Cewek itu berjalan di antara rak-rak buku, diikuti oleh seorang cowok di belakangnya dengan raut bosan. Sedari tadi ia terus menguap mengikuti Febri yang terus berputar antar rak satu ke rak lainnya.
“Lo duluan aja nggak pa-pa, Dim,” kata Febri membuat Dimas tersadar dan langsung kembali menegakkan tubuhnya. Sok strong.
“Enggak, gue juga suka baca buku, kok,” cengir Dimas sambil menggaruk kepalanya.
“Buku apa?”
Waduh. Sejujurnya Dimas bukan kutu buku banget. Sok aja biar keliahatan keren di depan Febri.

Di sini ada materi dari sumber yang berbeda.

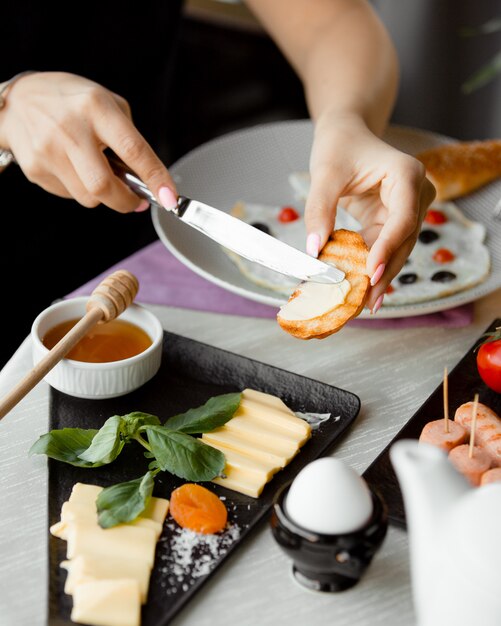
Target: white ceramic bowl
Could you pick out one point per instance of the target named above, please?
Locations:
(98, 380)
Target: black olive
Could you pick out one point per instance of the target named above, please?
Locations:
(443, 277)
(407, 279)
(428, 236)
(261, 226)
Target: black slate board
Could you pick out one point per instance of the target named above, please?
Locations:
(463, 383)
(190, 373)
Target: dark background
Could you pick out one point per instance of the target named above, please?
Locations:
(218, 76)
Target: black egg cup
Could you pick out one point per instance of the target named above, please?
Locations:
(324, 562)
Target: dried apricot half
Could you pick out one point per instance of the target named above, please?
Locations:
(197, 508)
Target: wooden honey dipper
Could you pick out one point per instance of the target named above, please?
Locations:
(108, 300)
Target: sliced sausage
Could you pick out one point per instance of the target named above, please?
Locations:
(472, 468)
(487, 431)
(435, 434)
(491, 476)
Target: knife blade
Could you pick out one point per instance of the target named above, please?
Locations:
(236, 235)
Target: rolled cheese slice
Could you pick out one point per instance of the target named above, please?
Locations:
(92, 540)
(86, 568)
(258, 441)
(107, 603)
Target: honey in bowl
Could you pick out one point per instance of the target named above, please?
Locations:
(113, 341)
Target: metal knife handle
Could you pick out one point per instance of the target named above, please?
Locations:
(132, 181)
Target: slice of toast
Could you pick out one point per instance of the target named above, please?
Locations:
(347, 251)
(457, 169)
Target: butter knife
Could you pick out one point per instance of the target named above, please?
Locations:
(234, 234)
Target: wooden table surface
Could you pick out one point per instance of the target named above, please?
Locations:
(392, 371)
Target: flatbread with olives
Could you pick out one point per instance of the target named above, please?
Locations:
(449, 256)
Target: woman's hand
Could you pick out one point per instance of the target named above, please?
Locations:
(384, 189)
(57, 126)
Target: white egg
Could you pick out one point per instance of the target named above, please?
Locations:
(329, 497)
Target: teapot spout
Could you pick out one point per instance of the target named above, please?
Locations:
(430, 487)
(429, 482)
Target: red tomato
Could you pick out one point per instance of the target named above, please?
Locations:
(442, 255)
(288, 214)
(489, 364)
(435, 217)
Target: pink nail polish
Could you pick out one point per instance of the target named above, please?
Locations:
(377, 304)
(313, 244)
(142, 206)
(377, 274)
(167, 197)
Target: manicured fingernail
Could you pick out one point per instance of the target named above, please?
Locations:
(377, 274)
(142, 207)
(313, 244)
(377, 304)
(167, 197)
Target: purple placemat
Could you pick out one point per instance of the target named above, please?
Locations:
(163, 279)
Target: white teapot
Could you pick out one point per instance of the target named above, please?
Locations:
(455, 539)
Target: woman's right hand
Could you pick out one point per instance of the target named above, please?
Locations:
(57, 126)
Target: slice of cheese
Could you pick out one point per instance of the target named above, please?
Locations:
(82, 510)
(86, 568)
(107, 603)
(266, 399)
(252, 488)
(259, 440)
(255, 431)
(273, 417)
(92, 540)
(225, 439)
(244, 465)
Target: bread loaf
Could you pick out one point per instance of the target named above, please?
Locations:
(457, 169)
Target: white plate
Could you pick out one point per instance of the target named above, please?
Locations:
(253, 165)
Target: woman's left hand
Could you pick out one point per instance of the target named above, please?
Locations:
(384, 189)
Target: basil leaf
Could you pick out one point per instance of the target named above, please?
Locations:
(132, 422)
(125, 501)
(66, 444)
(214, 413)
(183, 455)
(107, 444)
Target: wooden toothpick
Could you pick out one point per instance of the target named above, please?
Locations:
(473, 426)
(446, 402)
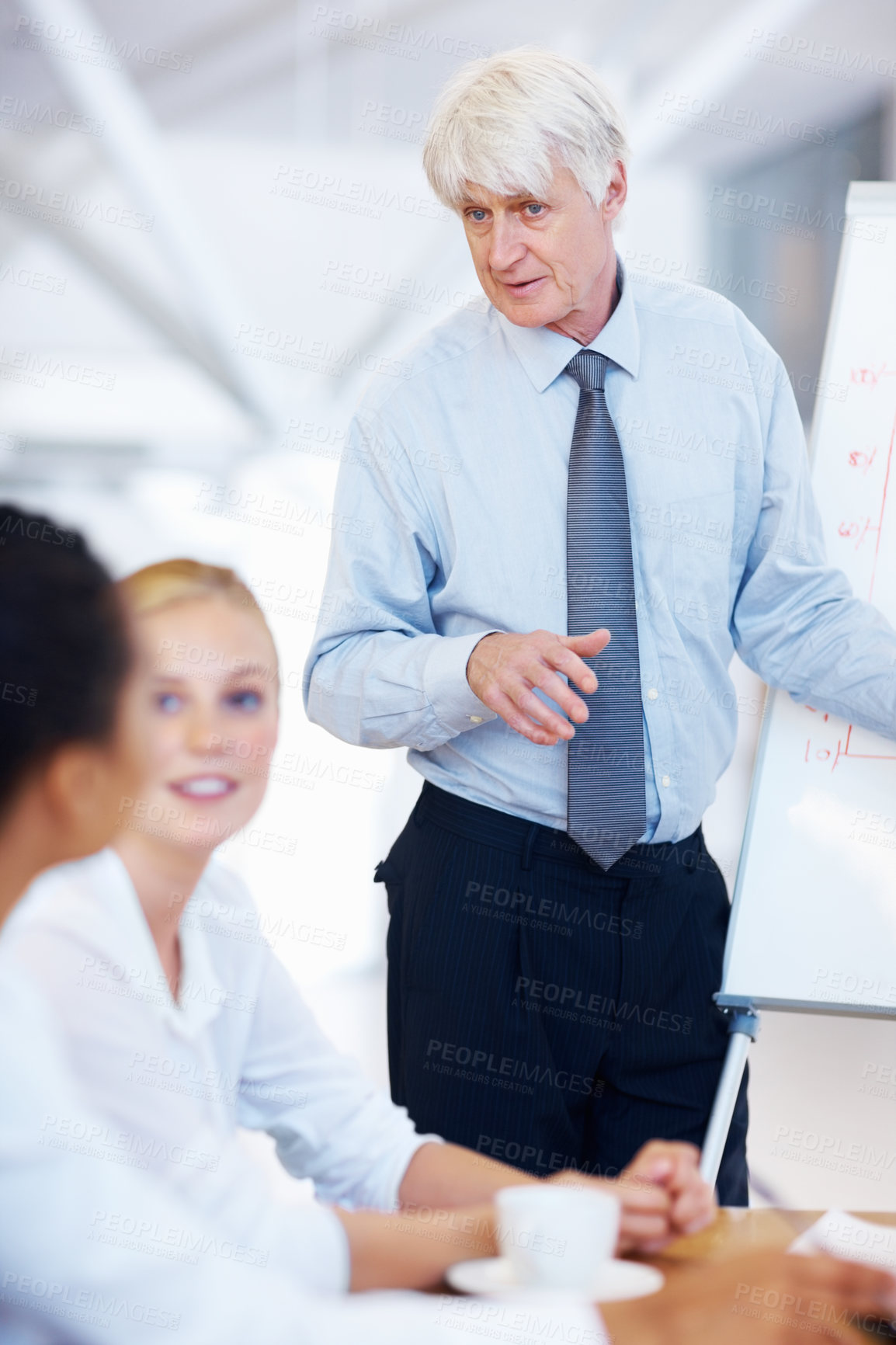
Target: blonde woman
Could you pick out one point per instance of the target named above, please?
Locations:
(89, 1244)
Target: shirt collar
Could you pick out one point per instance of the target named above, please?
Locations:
(202, 990)
(545, 354)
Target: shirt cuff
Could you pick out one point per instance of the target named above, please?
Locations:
(446, 686)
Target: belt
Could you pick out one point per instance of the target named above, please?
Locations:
(533, 841)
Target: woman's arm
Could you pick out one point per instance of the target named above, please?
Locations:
(413, 1249)
(662, 1194)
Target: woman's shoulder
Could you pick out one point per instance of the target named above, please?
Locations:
(69, 896)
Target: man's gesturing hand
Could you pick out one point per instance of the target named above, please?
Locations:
(503, 669)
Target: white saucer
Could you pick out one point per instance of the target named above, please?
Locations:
(613, 1281)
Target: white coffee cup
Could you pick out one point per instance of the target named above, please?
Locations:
(556, 1236)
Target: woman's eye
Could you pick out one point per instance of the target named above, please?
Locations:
(244, 700)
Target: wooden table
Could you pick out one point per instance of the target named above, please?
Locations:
(741, 1231)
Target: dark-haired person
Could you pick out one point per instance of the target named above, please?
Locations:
(75, 1215)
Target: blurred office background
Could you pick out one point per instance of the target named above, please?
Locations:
(214, 226)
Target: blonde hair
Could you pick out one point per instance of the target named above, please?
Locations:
(505, 121)
(168, 582)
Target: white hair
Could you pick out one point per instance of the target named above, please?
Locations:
(508, 121)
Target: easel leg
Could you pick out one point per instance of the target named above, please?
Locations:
(741, 1032)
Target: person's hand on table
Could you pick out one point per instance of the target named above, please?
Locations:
(503, 670)
(766, 1297)
(662, 1196)
(672, 1169)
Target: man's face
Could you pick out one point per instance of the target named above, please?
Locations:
(549, 260)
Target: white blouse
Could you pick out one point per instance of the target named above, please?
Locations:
(95, 1249)
(238, 1048)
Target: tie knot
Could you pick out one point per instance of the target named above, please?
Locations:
(589, 369)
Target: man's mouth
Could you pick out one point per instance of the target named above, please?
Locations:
(203, 787)
(523, 287)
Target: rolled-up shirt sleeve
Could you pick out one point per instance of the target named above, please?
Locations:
(380, 672)
(795, 619)
(328, 1121)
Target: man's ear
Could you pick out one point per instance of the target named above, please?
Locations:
(616, 191)
(75, 787)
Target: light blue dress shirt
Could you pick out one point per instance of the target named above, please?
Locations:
(453, 498)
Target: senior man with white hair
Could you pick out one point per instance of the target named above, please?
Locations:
(554, 506)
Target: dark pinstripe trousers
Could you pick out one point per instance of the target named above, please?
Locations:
(548, 1013)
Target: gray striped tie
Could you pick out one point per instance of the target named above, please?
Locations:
(606, 812)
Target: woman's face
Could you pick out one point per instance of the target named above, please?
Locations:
(211, 712)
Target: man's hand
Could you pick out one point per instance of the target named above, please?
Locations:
(662, 1196)
(670, 1170)
(503, 669)
(763, 1297)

Image harus selalu dijaga, dong. Tapi permasalahannya, buku apa yang Dimas suka? Conan? Shinchan? Donal bebek? Yah, itu kan komik.
Sekali pun itu komik, Dimas juga bakalan bingung bagaimana cara bacanya. Sering sekali Dimas terbalik saat membaca komik. Dari kiri ke kanan lalu turun dari kanan ke kiri. Ceritanya jadi nggak nyambung.
Dimas melirik buku yang digenggam Febri. Khalil Gibran.
“Ah ya, Khalil Gibran,” jawab Dimas mantap.
Febri tersenyum. “Suka yang mana?”
Alamak. Kapok, deh. Dimas harus jawab apa? Mau ngarang apa coba? Setahunya Khalil Gibran itu pencipta puisi, itu pun dia tahu karena nggak sengaja nemuin iklan waktu main game online. Aneh banget, kan?
“Yang puisi.”
“Iya, puisi yang mana?” tanya Febri.
Dimas mulai gelagapan. Puisi apaan, sih, yang diciptain Gibran?
“Oh itu, yang judulnya Aku,” jawab Dimas asal-asalan. Febri membulatkan mata lalu seketika tawanya meledak.
“Setahu gue itu puisinya Chairil Anwar, Dim.”
Dimas memasang wajah bego. Ia pasrah. Pencitraannya gagal total. Abis udah!
Febri membayar bukunya lalu keluar dari toko buku. Dimas bisa bernapas lega. Setidaknya kini ia bisa melihat pemandangan lain selain buku. Bisa-bisa penyakit bibliopobia-nya kambuh lagi.
Febri duduk di belakang Dimas. Ia menaruh tangannya di antara pahanya agar tidak bersentuhan dengan punggung di depannya. Lalu motor itu melaju kencang membuat Febri mengucapkan doa dalam hatinya.
Sudah hampir dua jam Febri keluar bersama Dimas. Dan hampir beberapa menit jantung Febri dibuat jantungan oleh Dimas. Kenapa? Karena cowok itu kalo naik motor suka ngebut. Udah ngebut, ngepot lagi. Duh, cukup deh sekali ini aja.
Febri meletakkan tasnya di pinggir meja belajar. Lalu cewek itu rebahan sambil membuka handphone-nya. Ada banyak banget notif Line, Instagram, dan Wattpad. Langsung saja di bukanya applikasi Line.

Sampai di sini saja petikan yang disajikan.